The embodiments of the invention in which an exclusive property or privilege is claimed are defined as follows:

1. An alloy suitable for high temperature service and characterized by low thermal expansion and freedom from notch sensitivity and deleterious microshrinkage, consisting essentially of 30% to 50% nickel, 10% to 20% cobalt, up to 5% columbium, up to 3% tantalum, up to 2.5% titanium, up to 0.1% carbon, up to 2% aluminum, 0.06% to 0.3% boron, and the balance iron.

2. The alloy of claim 1 wherein columbium is present in the range of 2% to 4%, titanium is present in the range of 1% to 2%, aluminum is present in the range of .25% to 1%, and carbon is present in the range of .015% to .045%, the balance being essentially all iron.
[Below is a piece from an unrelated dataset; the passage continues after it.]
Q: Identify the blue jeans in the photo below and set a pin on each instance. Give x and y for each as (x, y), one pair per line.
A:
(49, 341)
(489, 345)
3. A castable alloy suitable for high temperature service and characterized by low thermal expansion and freedom from notch sensitivity and deleterious microshrinkage, consisting essentially of about 38% nickel, 15% cobalt, 3% columbium, 1.7% titanium, 0.8% aluminum, 0.02% carbon, 0.16% boron and the balance iron.

4. The castable alloy of claim 2 characterized in con-taining eutectic boride.

5. The castable alloy of claim 4 in which the alloy has an average thermal coefficient of expansion of about 4.7 x 10-6 in/in/°F at room temperature to 800°F.